Die Liebe bezwingt alles. Amor vincit omnia.

Was ist die richtige und wahre Liebe? Auch  damals war die Liebe ein Problem. Zwar waren sich alle einig: Liebe entflammt, wenn man Schönheit erblickt. Aber in der Gesellschaft ging es nicht so rein und keusch zu, wie die Kirche sich das wünschte. Daher entwickelten die Gelehrten bereits im 16. Jahrhundert eine neue Theorie: die der himmlischen und irdischen Liebe. Im Idealfall sollten diese beiden Formen der Liebe sich gegenseitig ablösen.

Eros, auch Amor genannt, steht für die erotische Liebe auf Erden.

Die beiden Formen der Liebe wurden unter anderem in Gestalt der Brüder Eros und Anteros dargestellt. Eros, auch Amor genannt, steht für die erotische Liebe auf Erden. Ihm begegnen wir in Annibale Carraccis Venus und Adonis. Er ist sichtlich amüsiert darüber, was eben passierte: Mit seinem Pfeil hat er seine Mutter, Venus, verletzt. Sofort verfiel sie der Liebe zu Adonis, der eben durchs Dickicht blickte. Auch Venus, selbst Göttin der Liebe, ist also nicht gefeit vor Eros‘ Spiel.

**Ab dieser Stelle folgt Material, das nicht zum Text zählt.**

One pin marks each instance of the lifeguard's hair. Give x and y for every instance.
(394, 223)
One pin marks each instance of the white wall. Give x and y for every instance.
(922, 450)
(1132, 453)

Anteros hingegen repräsentiert die tugendhafte Liebe zum »Wahren« und »Göttlichen«.

Allessandro Algardi schuf aus Stein eine Szene, die wir alle kennen: zwei raufende Brüder. Aber Algardi erzählt in diesem Moment viel mehr: Es sind die Brüder Eros und Anteros, die ihre Kräfte messen.

Der eine, Eros, ist gerade zu Boden gegangen und stützt sich mit seinem linken Arm auf den Köcher mit seinen Liebespfeilen, für die er so bekannt ist.

Sein Bruder, Anteros, hat ihm sogar die Augenbinde vom Kopf gezogen. Jetzt könnte auch Eros klar sehen, und seinen Blick auf die wahre himmlische Liebe richten, anstatt wie sonst „blind vor Liebe“ zu sein.

1

Alessandro Algardi
(Bologna 1598–1654 Rom)
Eros und Anteros
Rom, 1630
Carrara-Marmor, H. 82,5 cm
Vaduz – Wien, LIECHTENSTEIN.
Die fürstlichen Sammlungen, Inv.-Nr. SK1481

2

Annibale Carracci
(Bologna 1560–1609 Rom)
und Werkstatt
Venus und Adonis
17. Jahrhundert
Leinwand, 217 × 246 cm
Wien, Kunsthistorisches Museum,
Inv.-Nr. 234

Es gab Diskussionen über die Sittlichkeit von hetero- und homosexuellen Beziehungen.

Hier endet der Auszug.